Court Opinion

ID: 9849015
Source: CourtListenerOpinion
Date Created: 2023-09-24 04:32:57.999895+00
Date Added: 2024-06-11T09:18:57.251712
License: Public Domain

Hall, Judge.
The question presented is whether the payees’ indorsements of bank checks issued by a highway subcontractor to laborers, carry with them assignments by the laborers of their claims under the provisions of the contractor’s payment bond required by statute. Clearly the plaintiff was not among those for whom the express terms of the statute required protection. “. . . all subcontractors and all persons supplying labor, materials, machinery, and equipment in the prosecution of the work provided for in said contract.” Code Ann. § 23-1705 (2). Neither is plaintiff included as a beneficiary by the express terms of the bond, quoted supra.

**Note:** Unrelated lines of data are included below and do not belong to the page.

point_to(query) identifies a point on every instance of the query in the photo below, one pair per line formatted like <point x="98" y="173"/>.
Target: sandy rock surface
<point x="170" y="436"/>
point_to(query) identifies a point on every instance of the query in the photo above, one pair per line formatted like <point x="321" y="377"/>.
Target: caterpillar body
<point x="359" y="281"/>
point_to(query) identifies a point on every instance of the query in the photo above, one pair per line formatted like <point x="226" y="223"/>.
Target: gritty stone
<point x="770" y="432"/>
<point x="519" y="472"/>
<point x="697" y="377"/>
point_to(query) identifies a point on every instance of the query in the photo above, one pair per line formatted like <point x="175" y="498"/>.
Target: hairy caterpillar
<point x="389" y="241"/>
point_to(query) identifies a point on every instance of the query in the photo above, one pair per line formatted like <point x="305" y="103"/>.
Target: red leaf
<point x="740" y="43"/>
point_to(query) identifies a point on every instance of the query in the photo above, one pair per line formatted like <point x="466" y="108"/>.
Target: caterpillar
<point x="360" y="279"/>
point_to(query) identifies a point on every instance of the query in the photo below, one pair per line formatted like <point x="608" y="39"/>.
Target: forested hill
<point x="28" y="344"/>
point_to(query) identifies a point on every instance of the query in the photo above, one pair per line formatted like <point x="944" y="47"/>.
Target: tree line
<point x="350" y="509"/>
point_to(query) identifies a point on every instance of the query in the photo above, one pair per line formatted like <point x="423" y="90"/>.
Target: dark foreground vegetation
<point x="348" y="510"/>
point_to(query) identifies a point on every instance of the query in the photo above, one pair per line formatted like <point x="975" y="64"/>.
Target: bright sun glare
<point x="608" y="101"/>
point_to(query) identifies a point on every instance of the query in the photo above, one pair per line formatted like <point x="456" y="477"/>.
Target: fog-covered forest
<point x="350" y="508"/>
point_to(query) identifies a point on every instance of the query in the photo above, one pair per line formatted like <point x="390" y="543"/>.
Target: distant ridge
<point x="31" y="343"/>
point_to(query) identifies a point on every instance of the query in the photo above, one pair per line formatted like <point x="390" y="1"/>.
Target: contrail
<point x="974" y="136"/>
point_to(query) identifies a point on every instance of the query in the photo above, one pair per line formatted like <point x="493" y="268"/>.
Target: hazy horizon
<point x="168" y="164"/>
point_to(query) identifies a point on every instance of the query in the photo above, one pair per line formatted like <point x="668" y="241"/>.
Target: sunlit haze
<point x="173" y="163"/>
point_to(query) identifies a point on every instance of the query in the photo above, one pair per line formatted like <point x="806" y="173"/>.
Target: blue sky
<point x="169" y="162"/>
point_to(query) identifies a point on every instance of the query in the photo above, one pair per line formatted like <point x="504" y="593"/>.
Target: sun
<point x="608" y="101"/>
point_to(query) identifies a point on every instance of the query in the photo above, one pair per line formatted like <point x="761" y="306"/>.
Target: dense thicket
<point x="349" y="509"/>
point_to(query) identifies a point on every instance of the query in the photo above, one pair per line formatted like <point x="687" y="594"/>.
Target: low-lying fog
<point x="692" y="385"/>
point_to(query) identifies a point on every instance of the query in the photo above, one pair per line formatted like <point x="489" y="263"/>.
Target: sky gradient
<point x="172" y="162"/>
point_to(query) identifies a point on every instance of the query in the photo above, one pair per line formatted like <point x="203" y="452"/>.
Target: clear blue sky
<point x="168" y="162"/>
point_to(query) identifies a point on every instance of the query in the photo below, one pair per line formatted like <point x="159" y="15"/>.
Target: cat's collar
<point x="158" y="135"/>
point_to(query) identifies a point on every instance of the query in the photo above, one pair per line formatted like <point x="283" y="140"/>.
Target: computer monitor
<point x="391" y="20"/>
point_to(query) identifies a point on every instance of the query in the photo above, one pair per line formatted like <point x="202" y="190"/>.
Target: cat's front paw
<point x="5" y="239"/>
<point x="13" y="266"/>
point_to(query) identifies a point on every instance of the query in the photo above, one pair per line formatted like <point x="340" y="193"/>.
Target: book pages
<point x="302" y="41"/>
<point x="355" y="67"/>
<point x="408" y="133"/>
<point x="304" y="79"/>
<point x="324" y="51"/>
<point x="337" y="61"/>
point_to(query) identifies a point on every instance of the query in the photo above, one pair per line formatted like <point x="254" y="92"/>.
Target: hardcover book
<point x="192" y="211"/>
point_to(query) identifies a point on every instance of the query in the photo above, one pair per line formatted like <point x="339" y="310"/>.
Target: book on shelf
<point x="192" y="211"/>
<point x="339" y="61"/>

Each of the laborers whose check plaintiff cashed had two distinct rights. One was his right to payment as payee of a negotiable instrument. The other was the right (chose in action) to recover under the payment bond in the event he was not otherwise paid for his work on the project covered by the contract. The former right may be transferred by an indorsement in blank. Code Ann. § 14-401. The latter right (chose in action) may be transferred by an assignment. Here the laborers transferred whatever rights they had in the checks by indorsing them in blank. However, the blank indorsements did not per se operate as assignments of the laborers’ separate and distinct rights (choses in action) to recover under the payment bond. In this State an assignment of a chose in action must be in writing; the meaning of a legal assignment is a transfer of title or interest by writing. Turk v. Cook, 63 Ga. 681.

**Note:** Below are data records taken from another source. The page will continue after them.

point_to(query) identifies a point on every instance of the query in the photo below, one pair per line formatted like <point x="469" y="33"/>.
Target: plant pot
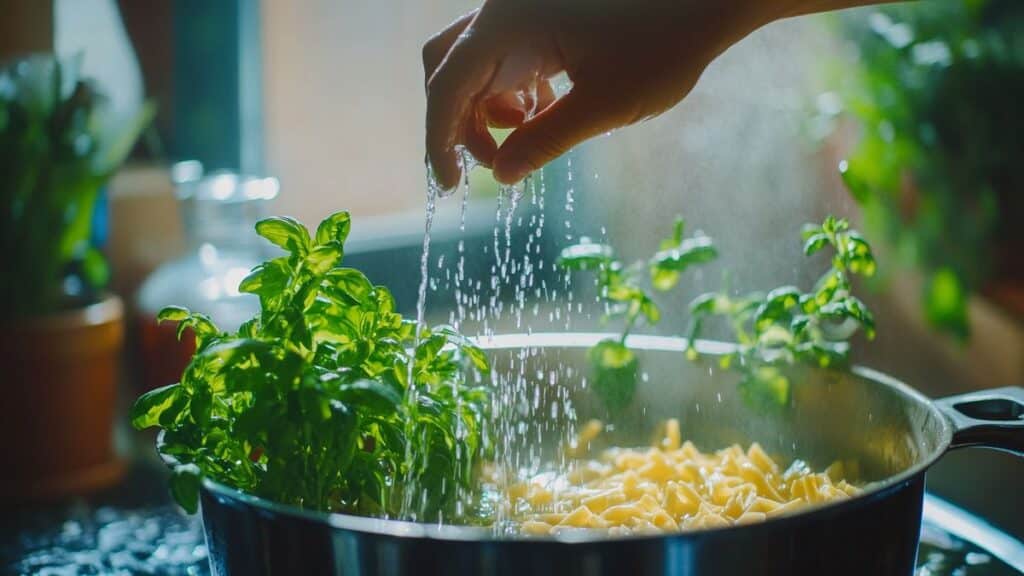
<point x="59" y="377"/>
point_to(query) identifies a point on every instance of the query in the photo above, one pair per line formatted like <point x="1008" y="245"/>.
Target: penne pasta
<point x="671" y="487"/>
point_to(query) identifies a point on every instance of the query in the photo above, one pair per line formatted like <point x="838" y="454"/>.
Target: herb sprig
<point x="308" y="403"/>
<point x="786" y="325"/>
<point x="623" y="289"/>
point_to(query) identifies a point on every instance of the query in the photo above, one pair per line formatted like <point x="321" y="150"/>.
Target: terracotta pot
<point x="59" y="377"/>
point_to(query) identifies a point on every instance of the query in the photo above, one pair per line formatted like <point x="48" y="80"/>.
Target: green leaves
<point x="936" y="169"/>
<point x="309" y="403"/>
<point x="614" y="373"/>
<point x="147" y="409"/>
<point x="285" y="233"/>
<point x="623" y="290"/>
<point x="59" y="144"/>
<point x="787" y="325"/>
<point x="586" y="255"/>
<point x="184" y="486"/>
<point x="334" y="229"/>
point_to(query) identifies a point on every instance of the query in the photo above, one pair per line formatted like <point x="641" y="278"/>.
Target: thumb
<point x="568" y="121"/>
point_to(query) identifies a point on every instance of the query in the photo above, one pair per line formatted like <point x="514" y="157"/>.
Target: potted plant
<point x="60" y="332"/>
<point x="937" y="91"/>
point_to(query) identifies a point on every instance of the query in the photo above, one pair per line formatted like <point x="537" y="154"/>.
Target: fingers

*176The plaintiff contends and cites authority for the proposition that by virtue of his being an indorsee of the checks he became the assignee of valid equitable assignments of the rights of the payees under the bond. Finch v. Enke, 54 S.D. 164 (222 NW 657); Shoshoni Lumber Co. v. Fidelity & Deposit Co., 46 Wyo. 241 (24 P2d 690, 699). “An equitable assignment is such an assignment as gives the assignee a title which, though not cognizable at law, will be recognized and protected in equity.” Smith v. Folsom, 190 Ga. 460, 470 (9 SE2d 824).

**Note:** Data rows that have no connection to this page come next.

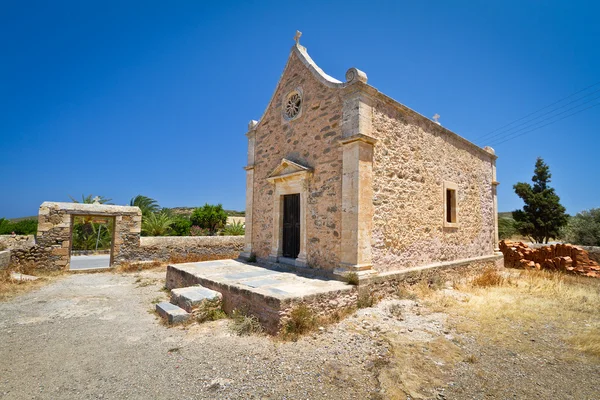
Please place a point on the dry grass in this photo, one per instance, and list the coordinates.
(10, 287)
(489, 277)
(244, 324)
(185, 258)
(301, 321)
(138, 266)
(531, 304)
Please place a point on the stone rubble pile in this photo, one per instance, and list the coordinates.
(558, 257)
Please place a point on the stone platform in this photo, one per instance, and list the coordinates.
(268, 294)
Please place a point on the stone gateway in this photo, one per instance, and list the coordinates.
(341, 178)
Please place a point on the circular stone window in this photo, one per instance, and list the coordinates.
(293, 105)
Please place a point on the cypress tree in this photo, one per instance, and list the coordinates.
(542, 215)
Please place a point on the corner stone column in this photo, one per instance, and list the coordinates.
(357, 183)
(495, 184)
(357, 205)
(247, 253)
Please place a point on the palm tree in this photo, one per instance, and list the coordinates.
(146, 204)
(157, 224)
(90, 199)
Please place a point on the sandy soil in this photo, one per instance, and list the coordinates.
(94, 336)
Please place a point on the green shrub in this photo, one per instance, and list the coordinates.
(365, 299)
(244, 324)
(197, 231)
(506, 228)
(351, 278)
(302, 320)
(236, 228)
(181, 226)
(22, 227)
(209, 217)
(157, 224)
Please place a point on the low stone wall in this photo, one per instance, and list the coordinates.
(187, 248)
(4, 259)
(593, 251)
(17, 242)
(556, 257)
(387, 284)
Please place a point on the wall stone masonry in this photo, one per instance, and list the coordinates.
(163, 248)
(17, 242)
(4, 259)
(55, 222)
(413, 159)
(557, 257)
(310, 140)
(372, 197)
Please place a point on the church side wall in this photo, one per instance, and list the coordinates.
(312, 140)
(413, 160)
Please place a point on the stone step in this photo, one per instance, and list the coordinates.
(193, 297)
(172, 313)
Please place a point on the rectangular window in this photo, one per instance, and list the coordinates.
(450, 205)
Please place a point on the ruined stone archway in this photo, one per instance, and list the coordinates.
(55, 230)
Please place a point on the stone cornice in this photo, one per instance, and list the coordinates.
(359, 138)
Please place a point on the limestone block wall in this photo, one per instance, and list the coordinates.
(4, 259)
(17, 242)
(54, 230)
(413, 158)
(311, 140)
(164, 248)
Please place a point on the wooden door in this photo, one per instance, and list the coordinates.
(291, 225)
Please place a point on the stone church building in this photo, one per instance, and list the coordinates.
(341, 177)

However, the question whether or not this petition sets out a cause of action in equity was beyond the jurisdiction of the City Court of Albany. Constitution Art. VI, Sec. IV, Par. I (Code Ann. § 2-3901); Code Ann. § 37-101; Ga. L. 1897, p. 408. For this reason, and because, under the above cited authorities, the petition did not set out a cause of action at law, the trial court did not err in sustaining the general demurrer.
Plaintiff relies on Alley v. First Nat. Bank of Gainesville, 46 Ga. App. 527 (168 SE 317). There the court held that a court of law, without invoking equitable principles, could declare a judgment in favor of the transferee of the note to be a special lien on the property described in the security deed securing the note, even though the security deed had not been transferred. The court stated that “the law gives full, adequate, and complete relief,” under the statute, Code Ann. §§ 67-1706 and 67-1707, providing that transfers of certain evidences of indebtedness (including security deeds) shall carry with them to the transferee “the lien connected with the same without specifically transferring the lien.” A lien is a “claim or charge on property, either real or personal, as security for the payment of some debt or obligation. . .” 53 C.J.S. 826, § 1. The Alley case is not authority for granting the relief sought by the present plaintiff, because he does not sue on an evidence of indebtedness secured by a lien.

Judgment affirmed.

Felton, C. J., and Bell, J., concur.